The wise one told me this story. I have written it down.
As I was walking along the path one day, I came upon a man. He slept peacefully, next to his fire. He was sitting up, his body supported by a log. From the crags in his face, I could tell that he had seen many winters. His hand was open, resting by his side. In his palm was a cloth, and on it lay a tiny pebble. He woke as I approached, and, following my gaze to his hand, he asked me to come and sit by his fire.
After some time, he spoke, “Many winters ago, when I was young, a man came along the path just as you have. He gave me this stone and told me to polish it every day. He said he would return one day and ask what I had learned.”
I pondered his words for a moment, and then replied, “I am sorry I am not that man, but I should surely love to know what you have learned.”
Sleep was still hard in his eyes as he spoke, “When first he gave me the stone, it had many sharp edges that made polishing it painful. I had to avoid the sharpest turns, and come at them from different directions to smooth them out. My hands were cut many times in the process, but I kept on. By and by those edges became smooth and began to gleam. They became some of the most beautiful aspects of the stone.
“As I polished, I came to know the stone’s every crevice and hill. I came to see it much like our own Mother Earth. Mountains rose up to the heavens marked by tiny ravines. Rivulets of lighter stone crashed down through valleys of crystal. It was as complex as any land I have ever known, and as beautiful.
“One day a wide vein of gold appeared in the stone. I spent many days concentrating my labors on that vein, bringing out its luster. I forsook other parts of the stone in my efforts. The gold vein gleamed in the sun and was quite beautiful.
“By and by, I noticed that one of the ends of the vein had disappeared. I realized my polishing was wearing it away. I decided to stop polishing the stone to preserve the gold. For many days I kept it safely tucked away in my pocket, sacrificing my appreciation of its luster in the hopes of making the gold last forever. As I did, I went about my business.

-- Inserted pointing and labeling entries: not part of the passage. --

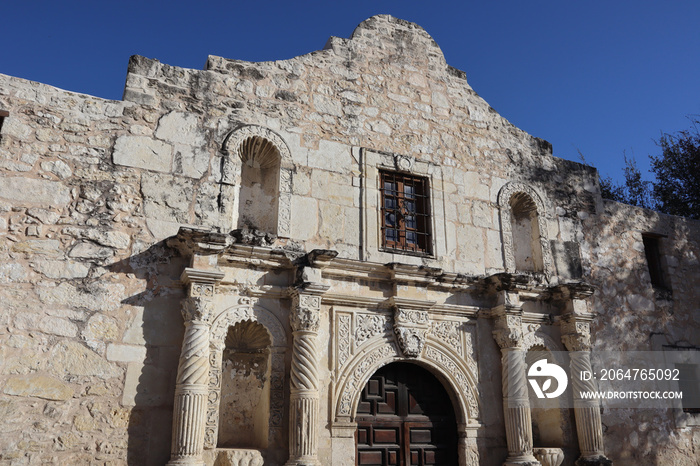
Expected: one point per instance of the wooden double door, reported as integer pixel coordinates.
(405, 417)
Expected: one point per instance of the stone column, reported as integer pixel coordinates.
(576, 336)
(304, 318)
(191, 389)
(516, 403)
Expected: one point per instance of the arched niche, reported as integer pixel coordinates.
(239, 336)
(553, 426)
(244, 408)
(524, 230)
(259, 164)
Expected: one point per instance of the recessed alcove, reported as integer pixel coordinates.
(244, 409)
(259, 192)
(526, 234)
(553, 426)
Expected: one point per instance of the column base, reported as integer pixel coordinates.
(524, 460)
(303, 462)
(186, 461)
(601, 460)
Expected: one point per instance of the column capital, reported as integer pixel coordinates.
(199, 304)
(191, 276)
(305, 313)
(576, 331)
(509, 328)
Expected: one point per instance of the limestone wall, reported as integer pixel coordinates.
(90, 189)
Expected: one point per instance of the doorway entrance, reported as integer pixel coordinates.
(405, 417)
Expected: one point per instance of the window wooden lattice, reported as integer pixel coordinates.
(405, 212)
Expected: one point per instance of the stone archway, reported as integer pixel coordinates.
(405, 416)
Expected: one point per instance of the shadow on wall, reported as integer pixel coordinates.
(158, 325)
(630, 309)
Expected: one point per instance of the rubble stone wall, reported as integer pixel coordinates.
(90, 189)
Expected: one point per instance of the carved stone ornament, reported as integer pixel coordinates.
(576, 334)
(403, 163)
(410, 327)
(509, 332)
(197, 309)
(305, 317)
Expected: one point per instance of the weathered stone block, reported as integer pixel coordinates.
(39, 386)
(126, 353)
(72, 358)
(143, 152)
(51, 194)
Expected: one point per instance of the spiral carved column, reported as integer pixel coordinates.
(191, 389)
(304, 318)
(516, 404)
(576, 336)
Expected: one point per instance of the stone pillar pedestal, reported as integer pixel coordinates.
(304, 421)
(191, 390)
(576, 336)
(516, 403)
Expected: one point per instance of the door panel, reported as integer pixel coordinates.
(405, 417)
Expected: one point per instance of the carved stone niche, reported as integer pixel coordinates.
(411, 324)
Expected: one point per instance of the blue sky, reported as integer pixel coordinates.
(602, 77)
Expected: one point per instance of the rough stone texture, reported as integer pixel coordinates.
(90, 191)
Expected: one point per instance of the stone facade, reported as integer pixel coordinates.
(221, 230)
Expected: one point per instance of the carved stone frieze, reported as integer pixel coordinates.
(410, 327)
(305, 312)
(449, 333)
(342, 337)
(403, 163)
(368, 326)
(353, 384)
(458, 376)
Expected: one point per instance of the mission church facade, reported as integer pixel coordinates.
(342, 258)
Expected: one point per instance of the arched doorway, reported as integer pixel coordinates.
(405, 417)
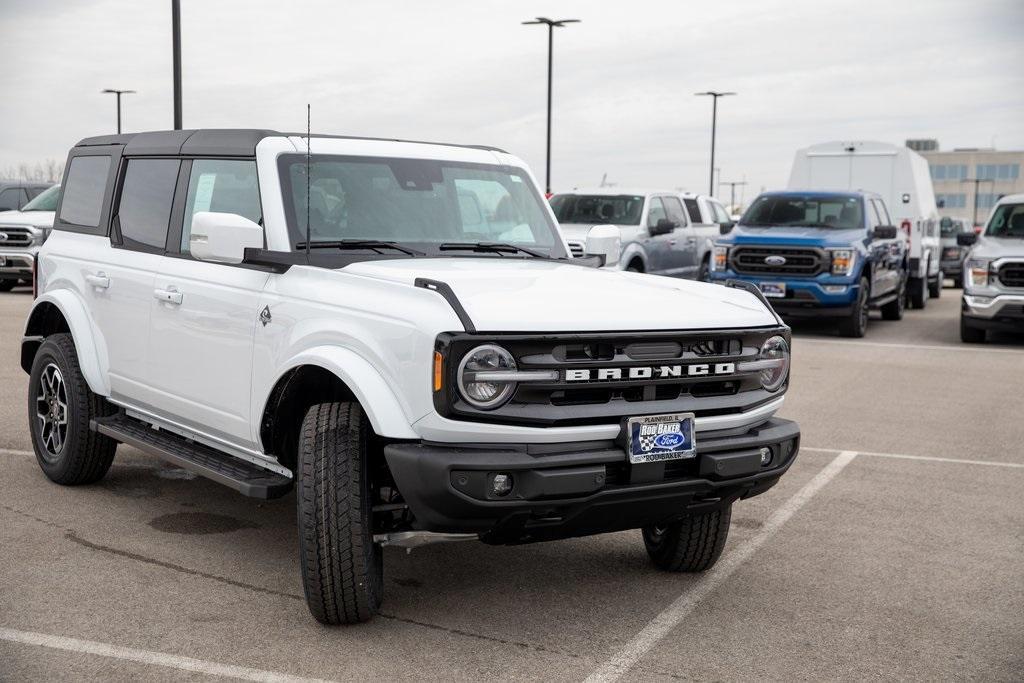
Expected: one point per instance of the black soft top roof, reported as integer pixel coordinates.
(218, 142)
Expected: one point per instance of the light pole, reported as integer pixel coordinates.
(976, 181)
(118, 93)
(714, 119)
(551, 24)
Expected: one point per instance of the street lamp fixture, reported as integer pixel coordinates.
(714, 118)
(118, 93)
(552, 25)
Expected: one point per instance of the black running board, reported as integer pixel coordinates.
(245, 477)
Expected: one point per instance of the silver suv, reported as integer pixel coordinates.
(993, 273)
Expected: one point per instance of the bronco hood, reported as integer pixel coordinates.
(536, 295)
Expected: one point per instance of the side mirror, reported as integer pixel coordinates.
(604, 241)
(885, 232)
(222, 238)
(664, 226)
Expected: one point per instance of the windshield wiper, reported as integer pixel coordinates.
(496, 247)
(376, 245)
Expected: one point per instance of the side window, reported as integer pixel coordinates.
(83, 190)
(675, 209)
(655, 212)
(224, 186)
(693, 210)
(144, 210)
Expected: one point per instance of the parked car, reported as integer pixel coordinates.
(952, 253)
(397, 331)
(902, 178)
(22, 232)
(708, 219)
(993, 273)
(656, 237)
(832, 255)
(15, 194)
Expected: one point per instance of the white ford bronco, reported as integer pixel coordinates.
(397, 331)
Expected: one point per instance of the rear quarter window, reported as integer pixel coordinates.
(83, 190)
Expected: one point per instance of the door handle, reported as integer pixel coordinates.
(99, 280)
(170, 295)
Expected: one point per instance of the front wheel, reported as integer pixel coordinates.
(692, 544)
(342, 567)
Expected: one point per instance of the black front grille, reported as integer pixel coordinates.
(15, 236)
(796, 261)
(1012, 274)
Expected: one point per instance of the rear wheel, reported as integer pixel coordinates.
(856, 324)
(342, 567)
(692, 544)
(60, 408)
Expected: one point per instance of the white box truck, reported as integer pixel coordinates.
(901, 176)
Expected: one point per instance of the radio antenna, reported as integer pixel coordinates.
(308, 232)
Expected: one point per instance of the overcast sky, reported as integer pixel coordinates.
(466, 71)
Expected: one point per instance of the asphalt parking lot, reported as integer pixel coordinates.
(894, 549)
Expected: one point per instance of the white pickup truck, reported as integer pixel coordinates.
(396, 331)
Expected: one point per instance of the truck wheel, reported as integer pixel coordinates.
(342, 567)
(894, 309)
(60, 407)
(691, 545)
(919, 292)
(971, 335)
(856, 324)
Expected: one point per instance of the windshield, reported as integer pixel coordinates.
(793, 210)
(45, 201)
(422, 204)
(1007, 221)
(598, 209)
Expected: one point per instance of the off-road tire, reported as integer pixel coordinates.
(84, 456)
(971, 335)
(693, 544)
(918, 293)
(342, 567)
(856, 324)
(895, 308)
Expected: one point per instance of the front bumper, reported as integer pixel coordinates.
(570, 489)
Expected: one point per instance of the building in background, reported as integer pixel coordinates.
(953, 173)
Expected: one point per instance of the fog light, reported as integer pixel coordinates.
(502, 484)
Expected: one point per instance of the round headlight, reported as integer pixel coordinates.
(479, 376)
(776, 350)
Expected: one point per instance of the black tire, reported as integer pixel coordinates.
(918, 292)
(856, 324)
(971, 335)
(70, 454)
(342, 567)
(894, 309)
(691, 545)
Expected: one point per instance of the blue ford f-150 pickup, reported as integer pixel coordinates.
(818, 254)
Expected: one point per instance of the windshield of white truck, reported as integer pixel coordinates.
(425, 207)
(45, 201)
(1007, 221)
(598, 209)
(840, 211)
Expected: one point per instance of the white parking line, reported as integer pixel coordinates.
(148, 657)
(909, 346)
(663, 625)
(934, 459)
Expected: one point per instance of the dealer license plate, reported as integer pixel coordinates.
(656, 437)
(773, 290)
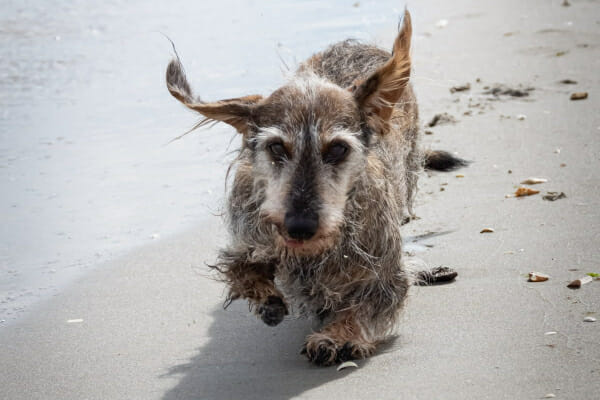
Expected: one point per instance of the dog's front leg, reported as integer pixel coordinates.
(347, 337)
(254, 282)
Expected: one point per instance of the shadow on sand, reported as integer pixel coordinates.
(246, 359)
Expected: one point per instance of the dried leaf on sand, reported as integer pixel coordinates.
(579, 96)
(534, 181)
(538, 277)
(553, 196)
(460, 88)
(522, 191)
(577, 283)
(440, 119)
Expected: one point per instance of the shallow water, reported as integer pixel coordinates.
(85, 116)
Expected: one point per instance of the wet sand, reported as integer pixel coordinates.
(150, 324)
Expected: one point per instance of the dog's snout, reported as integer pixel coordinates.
(301, 226)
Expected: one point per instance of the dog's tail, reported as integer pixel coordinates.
(439, 160)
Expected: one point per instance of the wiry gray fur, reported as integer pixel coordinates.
(350, 274)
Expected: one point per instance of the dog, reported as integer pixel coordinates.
(326, 175)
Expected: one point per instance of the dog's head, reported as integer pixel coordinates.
(309, 141)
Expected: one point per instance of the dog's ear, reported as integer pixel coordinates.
(235, 112)
(380, 92)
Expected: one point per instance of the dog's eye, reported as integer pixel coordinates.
(335, 153)
(278, 151)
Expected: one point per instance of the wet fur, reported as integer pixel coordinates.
(351, 274)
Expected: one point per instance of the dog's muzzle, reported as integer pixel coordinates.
(301, 226)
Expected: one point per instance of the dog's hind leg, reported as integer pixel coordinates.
(254, 282)
(345, 338)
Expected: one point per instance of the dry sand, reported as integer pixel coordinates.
(153, 326)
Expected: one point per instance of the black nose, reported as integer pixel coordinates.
(301, 226)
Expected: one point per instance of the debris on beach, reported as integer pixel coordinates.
(442, 23)
(435, 275)
(553, 196)
(533, 181)
(503, 90)
(577, 283)
(522, 191)
(579, 96)
(440, 119)
(347, 364)
(538, 277)
(460, 88)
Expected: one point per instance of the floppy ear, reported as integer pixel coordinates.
(235, 112)
(380, 92)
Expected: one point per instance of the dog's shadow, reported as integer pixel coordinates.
(245, 359)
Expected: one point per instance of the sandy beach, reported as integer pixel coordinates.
(144, 320)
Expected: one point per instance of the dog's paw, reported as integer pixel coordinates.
(272, 311)
(322, 351)
(354, 351)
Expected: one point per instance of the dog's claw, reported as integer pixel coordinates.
(345, 353)
(273, 311)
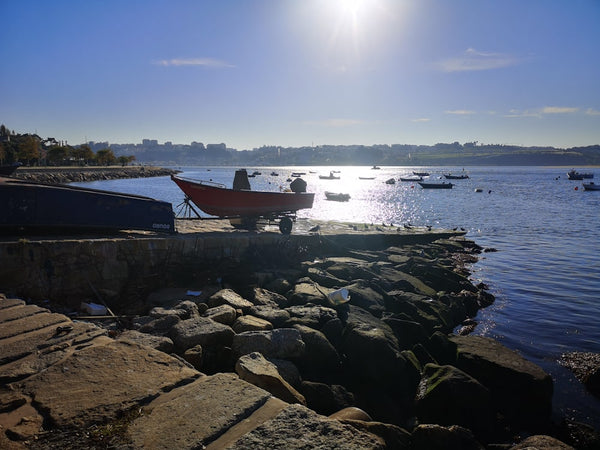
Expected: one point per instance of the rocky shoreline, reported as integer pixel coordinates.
(63, 175)
(393, 362)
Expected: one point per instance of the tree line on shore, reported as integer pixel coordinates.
(30, 149)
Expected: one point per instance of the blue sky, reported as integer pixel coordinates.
(303, 72)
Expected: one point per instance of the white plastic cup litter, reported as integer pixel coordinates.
(338, 297)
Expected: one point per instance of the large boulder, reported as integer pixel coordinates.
(520, 389)
(201, 331)
(364, 296)
(224, 314)
(161, 343)
(310, 315)
(438, 437)
(320, 360)
(272, 314)
(255, 369)
(326, 399)
(231, 298)
(285, 343)
(448, 396)
(299, 427)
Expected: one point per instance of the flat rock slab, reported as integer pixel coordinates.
(194, 415)
(30, 323)
(300, 428)
(19, 311)
(97, 382)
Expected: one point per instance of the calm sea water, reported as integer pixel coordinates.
(545, 275)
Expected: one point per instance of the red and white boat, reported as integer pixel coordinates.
(217, 200)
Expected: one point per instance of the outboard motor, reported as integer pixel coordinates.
(298, 185)
(240, 181)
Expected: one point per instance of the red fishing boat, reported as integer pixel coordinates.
(241, 202)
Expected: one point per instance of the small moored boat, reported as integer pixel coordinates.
(337, 196)
(331, 176)
(442, 185)
(574, 175)
(456, 177)
(591, 186)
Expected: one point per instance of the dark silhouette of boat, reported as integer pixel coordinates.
(47, 207)
(241, 202)
(7, 170)
(442, 185)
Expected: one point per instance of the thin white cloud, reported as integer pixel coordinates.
(558, 110)
(472, 60)
(204, 62)
(335, 123)
(540, 112)
(460, 112)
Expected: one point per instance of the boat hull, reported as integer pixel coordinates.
(52, 207)
(591, 186)
(436, 185)
(222, 202)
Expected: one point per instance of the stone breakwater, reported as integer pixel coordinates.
(63, 175)
(256, 355)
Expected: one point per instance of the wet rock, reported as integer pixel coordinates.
(231, 298)
(277, 317)
(448, 396)
(143, 373)
(299, 427)
(541, 442)
(437, 437)
(364, 296)
(586, 368)
(323, 278)
(160, 325)
(371, 349)
(264, 297)
(279, 286)
(320, 360)
(255, 369)
(329, 399)
(224, 314)
(194, 415)
(303, 293)
(250, 323)
(520, 389)
(310, 315)
(194, 356)
(161, 343)
(282, 343)
(408, 332)
(201, 331)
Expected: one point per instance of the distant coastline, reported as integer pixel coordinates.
(82, 174)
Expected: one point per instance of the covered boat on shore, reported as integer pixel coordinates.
(28, 205)
(7, 170)
(241, 202)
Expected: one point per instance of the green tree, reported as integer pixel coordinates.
(56, 155)
(105, 157)
(83, 154)
(29, 150)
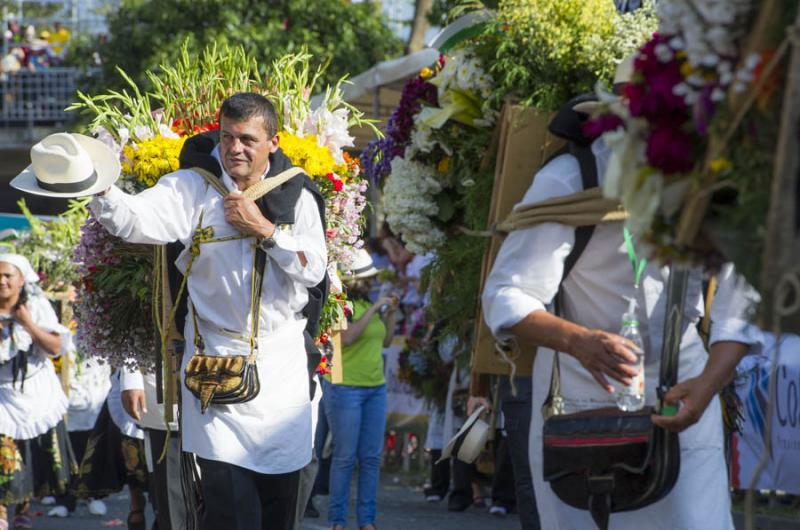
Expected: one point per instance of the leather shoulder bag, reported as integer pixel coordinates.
(606, 460)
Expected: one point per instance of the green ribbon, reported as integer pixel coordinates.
(638, 265)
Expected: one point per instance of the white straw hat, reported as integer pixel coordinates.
(69, 165)
(468, 443)
(622, 76)
(363, 266)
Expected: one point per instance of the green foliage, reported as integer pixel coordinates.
(549, 51)
(194, 87)
(50, 245)
(148, 33)
(453, 276)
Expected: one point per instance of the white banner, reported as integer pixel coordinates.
(782, 471)
(402, 406)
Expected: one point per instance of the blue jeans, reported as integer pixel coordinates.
(357, 419)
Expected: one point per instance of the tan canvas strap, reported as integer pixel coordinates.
(256, 191)
(584, 208)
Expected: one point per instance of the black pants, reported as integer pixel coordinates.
(503, 483)
(517, 425)
(440, 475)
(236, 498)
(159, 493)
(78, 441)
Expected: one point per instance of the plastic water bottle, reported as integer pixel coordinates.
(630, 398)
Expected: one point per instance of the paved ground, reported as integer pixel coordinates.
(400, 507)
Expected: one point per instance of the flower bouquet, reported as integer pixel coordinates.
(437, 162)
(49, 245)
(693, 148)
(120, 292)
(421, 366)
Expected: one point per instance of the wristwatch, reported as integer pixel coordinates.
(268, 242)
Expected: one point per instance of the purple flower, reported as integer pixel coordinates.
(377, 156)
(670, 150)
(596, 126)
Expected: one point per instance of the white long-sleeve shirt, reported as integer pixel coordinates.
(270, 434)
(526, 277)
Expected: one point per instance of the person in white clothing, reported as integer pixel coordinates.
(250, 454)
(516, 301)
(32, 403)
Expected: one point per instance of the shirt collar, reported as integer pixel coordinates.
(226, 179)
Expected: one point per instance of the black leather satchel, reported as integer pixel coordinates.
(606, 460)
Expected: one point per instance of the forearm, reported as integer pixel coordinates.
(541, 328)
(50, 342)
(357, 327)
(722, 362)
(155, 216)
(388, 321)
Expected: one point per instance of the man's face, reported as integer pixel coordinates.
(244, 148)
(11, 281)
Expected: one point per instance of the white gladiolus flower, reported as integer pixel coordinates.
(409, 204)
(641, 202)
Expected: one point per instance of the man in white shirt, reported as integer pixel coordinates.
(524, 281)
(249, 453)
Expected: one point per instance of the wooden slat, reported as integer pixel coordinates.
(780, 280)
(525, 145)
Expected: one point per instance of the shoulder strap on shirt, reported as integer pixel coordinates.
(254, 192)
(588, 165)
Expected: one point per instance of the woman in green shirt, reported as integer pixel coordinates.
(356, 407)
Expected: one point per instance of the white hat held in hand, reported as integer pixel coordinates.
(363, 266)
(69, 165)
(468, 443)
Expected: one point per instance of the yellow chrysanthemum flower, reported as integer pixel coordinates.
(152, 159)
(316, 160)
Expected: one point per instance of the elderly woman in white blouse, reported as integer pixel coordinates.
(32, 403)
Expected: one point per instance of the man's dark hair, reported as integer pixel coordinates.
(245, 105)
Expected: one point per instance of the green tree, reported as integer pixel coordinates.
(147, 33)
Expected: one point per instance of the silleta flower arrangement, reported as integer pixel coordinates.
(423, 186)
(696, 129)
(49, 245)
(118, 292)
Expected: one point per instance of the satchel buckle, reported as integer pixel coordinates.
(554, 407)
(600, 487)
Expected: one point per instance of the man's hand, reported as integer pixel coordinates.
(133, 403)
(477, 401)
(22, 316)
(694, 395)
(606, 355)
(243, 214)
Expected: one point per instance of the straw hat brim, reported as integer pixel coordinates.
(474, 434)
(105, 162)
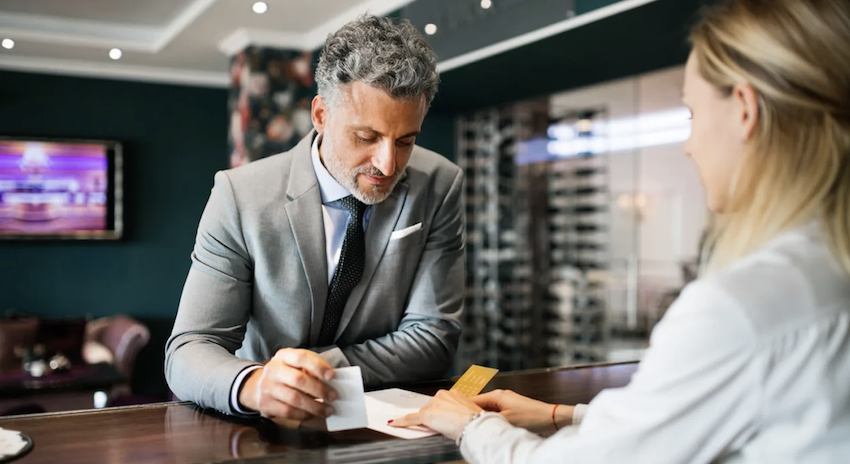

“One day I chanced to take it out and look upon it. I found that the jostling in my pocket had continued to ware away at the gold vein, and it was gone. I had lost it anyway.”
He looked off, but his gaze was not forlorn. It was wistful. He continued, “Having lost the gold, I took up polishing the stone again, paying attention to all of its nuances. As I did, I came to appreciate the stone’s constant changing. I saw mountains rise and crumble. I saw deep ravines shrink to riverbeds that grew into hills that eventually blew away like dust. I saw paths of quartz appear and disappear like waves on the sand. And by and by I noticed the stone growing ever smaller, as if it was moving further and further away from me, though I knew it still rested in my hand.”
For the first time since he started talking, he looked down at the pebble in his hand. Then he looked at me. “What do you see in my hand?” he asked, leaning forward and holding it out toward me.
“I see a pebble,” came my reply.
He smiled, dropping his hand back down, “That is because you see only what is obvious.”
He closed his eyes and leaned back against the log, speaking quietly, “I see much more, for this stone has been with me many winters, and even in its current state, I can see what it is, and all that it has even been.”
His voice grew even softer as he motioned with his hand toward me, “You must take it now, for it has shone me all it can.”
I moved to do as he said, but before I could grasp it, the old man’s hand relaxed and the pebble fell to the ground, lost amongst the other stones that lay there. The breath came from him and reached up to the ancestors as he joined them.
I sat by the fire till it too, faded. Then I continued on my way, along the path.